Саша отошел от товарищей, сел на камень и затих. Генрих подошел и услышал, как Саша что-то тихо бормочет себе под нос.
— Что ты делаешь? — спросил он у Саши — любопытство пересилило.
— Молишься? Но это же…
— Глупо, хочешь сказать? — усмехнулся Саша.
— Ну… — кивнул Генрих.
— Там все были верующие, — сказал Саша, глядя сквозь Генриха. — В окопах атеистов нет.
— И все равно я считаю, что это глупое суеверие!

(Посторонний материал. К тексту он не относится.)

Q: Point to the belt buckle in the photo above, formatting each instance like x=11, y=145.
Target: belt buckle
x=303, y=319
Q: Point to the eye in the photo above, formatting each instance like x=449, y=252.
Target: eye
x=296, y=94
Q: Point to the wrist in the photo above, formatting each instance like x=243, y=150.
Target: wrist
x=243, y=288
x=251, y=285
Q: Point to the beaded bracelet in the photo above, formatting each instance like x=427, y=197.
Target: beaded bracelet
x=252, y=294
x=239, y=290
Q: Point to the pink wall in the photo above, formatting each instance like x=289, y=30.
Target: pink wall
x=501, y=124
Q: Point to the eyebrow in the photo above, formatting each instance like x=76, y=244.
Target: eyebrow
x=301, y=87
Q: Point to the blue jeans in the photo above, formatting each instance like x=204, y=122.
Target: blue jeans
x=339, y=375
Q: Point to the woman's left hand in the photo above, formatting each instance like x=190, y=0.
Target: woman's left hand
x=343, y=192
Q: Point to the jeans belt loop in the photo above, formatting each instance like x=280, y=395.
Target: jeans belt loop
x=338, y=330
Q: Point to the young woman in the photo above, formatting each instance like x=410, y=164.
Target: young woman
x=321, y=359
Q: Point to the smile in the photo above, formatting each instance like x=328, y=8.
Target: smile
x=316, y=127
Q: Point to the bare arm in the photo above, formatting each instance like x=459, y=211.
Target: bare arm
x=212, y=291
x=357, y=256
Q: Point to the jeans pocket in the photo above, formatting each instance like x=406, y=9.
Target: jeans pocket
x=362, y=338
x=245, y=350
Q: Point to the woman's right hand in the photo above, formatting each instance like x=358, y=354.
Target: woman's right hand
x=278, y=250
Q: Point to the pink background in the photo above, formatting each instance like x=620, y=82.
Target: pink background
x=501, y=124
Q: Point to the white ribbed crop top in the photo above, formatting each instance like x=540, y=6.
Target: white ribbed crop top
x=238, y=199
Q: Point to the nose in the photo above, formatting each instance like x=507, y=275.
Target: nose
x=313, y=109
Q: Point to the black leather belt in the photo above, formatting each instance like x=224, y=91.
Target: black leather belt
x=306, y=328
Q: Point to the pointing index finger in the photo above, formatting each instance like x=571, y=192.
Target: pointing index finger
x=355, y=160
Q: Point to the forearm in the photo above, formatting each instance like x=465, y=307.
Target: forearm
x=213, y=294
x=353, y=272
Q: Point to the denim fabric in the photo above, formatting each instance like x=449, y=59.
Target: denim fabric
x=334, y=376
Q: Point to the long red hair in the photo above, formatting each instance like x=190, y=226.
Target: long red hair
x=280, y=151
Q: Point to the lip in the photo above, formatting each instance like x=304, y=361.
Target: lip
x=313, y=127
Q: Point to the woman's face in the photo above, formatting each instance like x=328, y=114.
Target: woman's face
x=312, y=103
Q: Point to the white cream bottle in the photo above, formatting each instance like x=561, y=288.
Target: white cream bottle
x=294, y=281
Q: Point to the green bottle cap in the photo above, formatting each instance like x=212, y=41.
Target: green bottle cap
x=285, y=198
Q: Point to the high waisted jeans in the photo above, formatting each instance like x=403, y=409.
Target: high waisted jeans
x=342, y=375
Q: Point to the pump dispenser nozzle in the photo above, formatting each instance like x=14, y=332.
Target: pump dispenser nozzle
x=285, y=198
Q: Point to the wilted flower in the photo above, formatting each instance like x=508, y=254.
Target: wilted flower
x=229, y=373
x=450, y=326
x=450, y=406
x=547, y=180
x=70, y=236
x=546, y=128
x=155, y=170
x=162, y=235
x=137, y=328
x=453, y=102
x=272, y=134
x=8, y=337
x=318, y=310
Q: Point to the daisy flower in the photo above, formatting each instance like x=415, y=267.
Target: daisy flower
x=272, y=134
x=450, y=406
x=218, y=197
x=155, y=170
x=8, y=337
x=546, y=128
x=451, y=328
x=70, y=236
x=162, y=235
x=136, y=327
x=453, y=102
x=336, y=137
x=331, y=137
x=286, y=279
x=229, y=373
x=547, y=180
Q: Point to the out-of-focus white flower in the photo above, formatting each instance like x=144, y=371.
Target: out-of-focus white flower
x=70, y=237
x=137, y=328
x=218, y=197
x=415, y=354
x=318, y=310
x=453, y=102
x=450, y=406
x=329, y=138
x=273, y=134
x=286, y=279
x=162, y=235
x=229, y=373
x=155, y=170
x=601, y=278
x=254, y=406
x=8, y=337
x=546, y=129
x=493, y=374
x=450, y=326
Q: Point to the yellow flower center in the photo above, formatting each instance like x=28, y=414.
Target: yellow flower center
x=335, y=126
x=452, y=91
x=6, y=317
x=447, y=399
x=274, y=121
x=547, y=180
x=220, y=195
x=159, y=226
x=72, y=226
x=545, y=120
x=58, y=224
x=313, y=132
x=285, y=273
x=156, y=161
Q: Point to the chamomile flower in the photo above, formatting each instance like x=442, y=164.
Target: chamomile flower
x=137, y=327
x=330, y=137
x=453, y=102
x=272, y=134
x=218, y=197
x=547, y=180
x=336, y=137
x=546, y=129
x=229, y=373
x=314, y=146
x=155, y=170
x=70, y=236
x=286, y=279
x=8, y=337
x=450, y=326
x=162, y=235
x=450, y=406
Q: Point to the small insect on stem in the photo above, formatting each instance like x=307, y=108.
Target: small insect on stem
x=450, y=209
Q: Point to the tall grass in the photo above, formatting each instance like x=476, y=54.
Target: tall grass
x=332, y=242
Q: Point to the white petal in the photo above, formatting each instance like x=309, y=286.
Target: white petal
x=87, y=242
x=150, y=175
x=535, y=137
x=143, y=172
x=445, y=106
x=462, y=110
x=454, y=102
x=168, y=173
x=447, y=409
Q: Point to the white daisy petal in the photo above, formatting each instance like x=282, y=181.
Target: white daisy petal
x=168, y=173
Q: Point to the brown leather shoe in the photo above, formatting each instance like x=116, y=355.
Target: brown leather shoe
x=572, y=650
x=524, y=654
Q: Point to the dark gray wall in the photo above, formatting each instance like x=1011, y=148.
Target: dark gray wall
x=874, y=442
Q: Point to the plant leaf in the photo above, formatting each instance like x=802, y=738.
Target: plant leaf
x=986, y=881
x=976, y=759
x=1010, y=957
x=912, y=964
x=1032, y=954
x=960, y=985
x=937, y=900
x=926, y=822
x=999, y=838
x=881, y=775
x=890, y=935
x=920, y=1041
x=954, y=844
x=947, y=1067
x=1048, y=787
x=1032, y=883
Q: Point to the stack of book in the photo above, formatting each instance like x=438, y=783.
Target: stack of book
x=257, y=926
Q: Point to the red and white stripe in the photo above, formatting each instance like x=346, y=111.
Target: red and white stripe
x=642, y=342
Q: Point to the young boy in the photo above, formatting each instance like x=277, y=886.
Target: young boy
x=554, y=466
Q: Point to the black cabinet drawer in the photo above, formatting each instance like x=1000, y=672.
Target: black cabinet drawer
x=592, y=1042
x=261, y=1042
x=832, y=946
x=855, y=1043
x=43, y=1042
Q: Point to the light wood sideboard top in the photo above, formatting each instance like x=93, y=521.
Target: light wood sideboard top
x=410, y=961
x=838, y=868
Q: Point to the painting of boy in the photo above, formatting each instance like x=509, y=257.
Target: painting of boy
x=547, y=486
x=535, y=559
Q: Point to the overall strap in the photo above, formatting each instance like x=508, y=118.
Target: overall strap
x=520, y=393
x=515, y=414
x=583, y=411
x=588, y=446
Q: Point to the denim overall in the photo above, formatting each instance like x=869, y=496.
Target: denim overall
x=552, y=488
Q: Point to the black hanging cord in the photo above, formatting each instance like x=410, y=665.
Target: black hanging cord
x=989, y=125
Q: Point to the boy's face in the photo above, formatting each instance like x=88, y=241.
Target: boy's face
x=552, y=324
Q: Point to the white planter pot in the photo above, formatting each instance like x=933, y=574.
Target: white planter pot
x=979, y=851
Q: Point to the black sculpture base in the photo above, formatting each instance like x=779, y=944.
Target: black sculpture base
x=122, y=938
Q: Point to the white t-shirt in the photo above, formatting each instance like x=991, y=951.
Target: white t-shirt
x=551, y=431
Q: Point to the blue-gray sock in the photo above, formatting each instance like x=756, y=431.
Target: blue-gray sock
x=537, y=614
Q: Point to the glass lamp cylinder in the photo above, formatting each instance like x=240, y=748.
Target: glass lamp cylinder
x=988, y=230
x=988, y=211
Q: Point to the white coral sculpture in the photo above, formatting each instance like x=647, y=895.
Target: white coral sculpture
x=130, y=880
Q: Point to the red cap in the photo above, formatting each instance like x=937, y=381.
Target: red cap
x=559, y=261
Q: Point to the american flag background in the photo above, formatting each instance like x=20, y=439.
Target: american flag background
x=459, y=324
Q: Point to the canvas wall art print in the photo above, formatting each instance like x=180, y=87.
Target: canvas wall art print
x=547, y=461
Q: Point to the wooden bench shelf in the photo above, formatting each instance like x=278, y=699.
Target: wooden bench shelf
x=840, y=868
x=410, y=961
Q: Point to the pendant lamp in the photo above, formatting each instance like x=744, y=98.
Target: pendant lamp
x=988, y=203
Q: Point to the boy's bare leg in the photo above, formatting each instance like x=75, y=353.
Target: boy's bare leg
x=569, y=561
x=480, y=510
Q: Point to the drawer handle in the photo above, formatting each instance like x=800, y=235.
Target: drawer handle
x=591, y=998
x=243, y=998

— Вот представь, — Саша говорил медленно, точно через силу. — Ты сидишь в окопе, а впереди окопы врага. До них метров пятьсот. Эти пятьсот метров надо пройти. И ты сидишь в окопе и ждешь команды. Час, два, три… Но тогда ты еще не начинаешь молиться. Это первый бой и тебя пугает не смерть или ранение, ты еще не знаешь, что это такое. Тебя пугает неизвестность. Но ты не молишься, просто ждешь. Потом раздается команда и ты вместе с товарищами вылазишь из окопа, и бежишь вперед. И это не как в кино — красиво, с музыкой. Ты потный, грязный, голодный. Никакой романтики… И вот ты бежишь, выставив перед собой винтовку. Впереди бегут твои старшие товарищи, те, кто на фронте больше, чем ты. А потом немцы начинают стрелять. Но ты их не видишь. Слышно только хлопки выстрелов и свист пуль. Ты бежишь на эти пули грудью, и пульс стучит у тебя в ушах, как барабан. Ты кричишь «ура», кричишь изо всех сил, подгоняешь себя этим криком. А потом твои товарищи начинают падать. Один, другой… Тому, кто бежит впереди тебя, пулей разносит башку, и ты видишь, как его мозги растекаются по земле. А рядом стонет весельчак из первого взвода, который еще вчера играл вам на гармошке. Ему попало в живот, и он ползет по земле, удерживая руками вываливающиеся кишки. И вот ты понимаешь, что перед тобой никого нет. Но ты солдат, патриот, ты храбрый и еще не понял, что в тебя тоже стреляют. Ты добегаешь до вражеских окопов и начинаешь драться с немцами врукопашную. Ты когда-нибудь дрался врукопашную с человеком, который хочет тебя убить? Не расквасить нос, а убить? До траншеи добежал не ты один, товарищи тебе помогают, и вы побеждаете. Ты понимаешь, что остался жив и понимаешь, что это чудо, что тебе невероятно, сказочно повезло. Но в тот момент ты еще не начинаешь молиться. А знаешь, когда?